O presidente paquistanês, general Pervez Musharraf, em visita oficial à China, disse que continua considerando este país como seu "amigo de confiança", apesar de estar desenvolvendo relações mais estreitas com os Estados Unidos. Em sua primeira visita à China desde que se comprometeu a apoiar a guerra liderada pelos EUA contra o terrorismo, Musharraf disse ao presidente chinês, Jiang Zemim, que o estreitamento das relações com Pequim era "a pedra de toque da política externa do Paquistão". "A China tem sido nosso amigo de confiança e nossa relação passou a prova do tempo", disse Musharraf. "Estamos convencidos de que essa associação estratégica e essa relação continuarão no futuro". A visita de Musharraf ocorre num momento em que Pequim conclama o Paquistão e a Índia a atuarem com moderação em meio às tensões provocadas pelo ataque ao parlamento indiano na semana passada. A Índia culpou pelo ataque o serviço de espionagem paquistanês e dois grupos armados com sede neste país.

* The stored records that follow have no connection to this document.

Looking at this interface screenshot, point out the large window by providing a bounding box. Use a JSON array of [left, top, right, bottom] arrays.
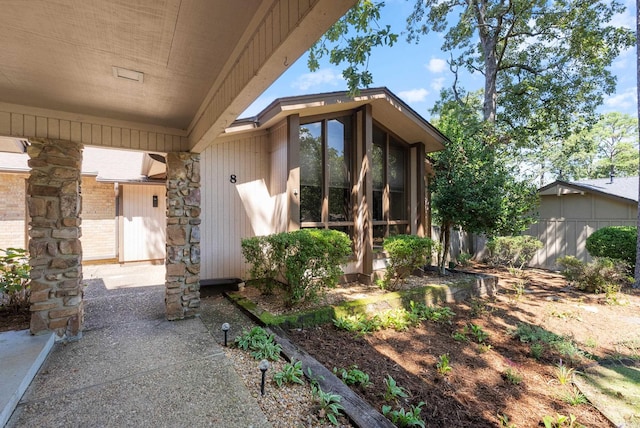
[[300, 116, 353, 234], [371, 126, 409, 246]]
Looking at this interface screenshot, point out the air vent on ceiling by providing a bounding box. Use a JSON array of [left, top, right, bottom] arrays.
[[111, 66, 144, 83]]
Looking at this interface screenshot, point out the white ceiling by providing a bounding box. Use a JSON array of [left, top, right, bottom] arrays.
[[0, 0, 266, 129]]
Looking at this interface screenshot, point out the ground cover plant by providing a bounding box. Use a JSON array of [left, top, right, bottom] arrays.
[[289, 264, 640, 427]]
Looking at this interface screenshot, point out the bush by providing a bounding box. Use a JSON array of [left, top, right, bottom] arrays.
[[0, 248, 31, 312], [556, 256, 633, 294], [487, 235, 542, 269], [586, 226, 638, 271], [242, 229, 351, 305], [382, 235, 436, 290]]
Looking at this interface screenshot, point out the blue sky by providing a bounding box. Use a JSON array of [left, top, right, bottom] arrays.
[[241, 0, 637, 119]]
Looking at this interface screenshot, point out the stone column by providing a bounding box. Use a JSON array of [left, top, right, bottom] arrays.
[[165, 152, 200, 320], [27, 139, 84, 340]]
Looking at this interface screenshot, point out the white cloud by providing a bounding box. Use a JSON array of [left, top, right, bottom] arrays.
[[604, 87, 638, 113], [291, 68, 344, 91], [426, 58, 447, 73], [431, 77, 444, 92], [398, 88, 429, 103]]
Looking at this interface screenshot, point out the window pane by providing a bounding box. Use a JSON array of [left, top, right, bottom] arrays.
[[327, 117, 352, 221], [300, 122, 322, 221], [371, 126, 387, 220], [389, 145, 407, 220]]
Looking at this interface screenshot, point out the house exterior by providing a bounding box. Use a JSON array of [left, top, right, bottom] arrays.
[[0, 148, 166, 263], [525, 177, 638, 269], [200, 88, 446, 282]]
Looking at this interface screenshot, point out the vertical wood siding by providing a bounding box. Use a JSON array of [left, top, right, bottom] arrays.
[[0, 105, 189, 152], [120, 185, 167, 262], [200, 134, 274, 279], [269, 120, 289, 233]]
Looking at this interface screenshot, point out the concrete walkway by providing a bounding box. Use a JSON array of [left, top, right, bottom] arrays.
[[3, 266, 270, 427]]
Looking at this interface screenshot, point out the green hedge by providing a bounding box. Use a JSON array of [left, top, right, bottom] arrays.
[[242, 229, 351, 305], [586, 226, 638, 271]]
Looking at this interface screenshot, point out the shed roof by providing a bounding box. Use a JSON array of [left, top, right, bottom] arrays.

O Paquistão nega sua participação, e Musharraf poderia buscar o apoio chinês na disputa. "A China, como vizinha e amiga do Paquistão e da Índia, está gravemente preocupada com o desenvolvimento da situação", disse a porta-voz da chancelaria, Zhang Qiyue. A China fornece ao Paquistão armas e tecnologia militar e considera o país um importante contrapeso à Índia, com a qual manteve uma guerra fronteiriça em 1962. A agência de notícias oficial da China Xinhua disse que Jiang elogiou Musharraf pela atitude do Paquistão, sem, no entanto, mencionar a cooperação com os Estados Unidos na guerra no Afeganistão.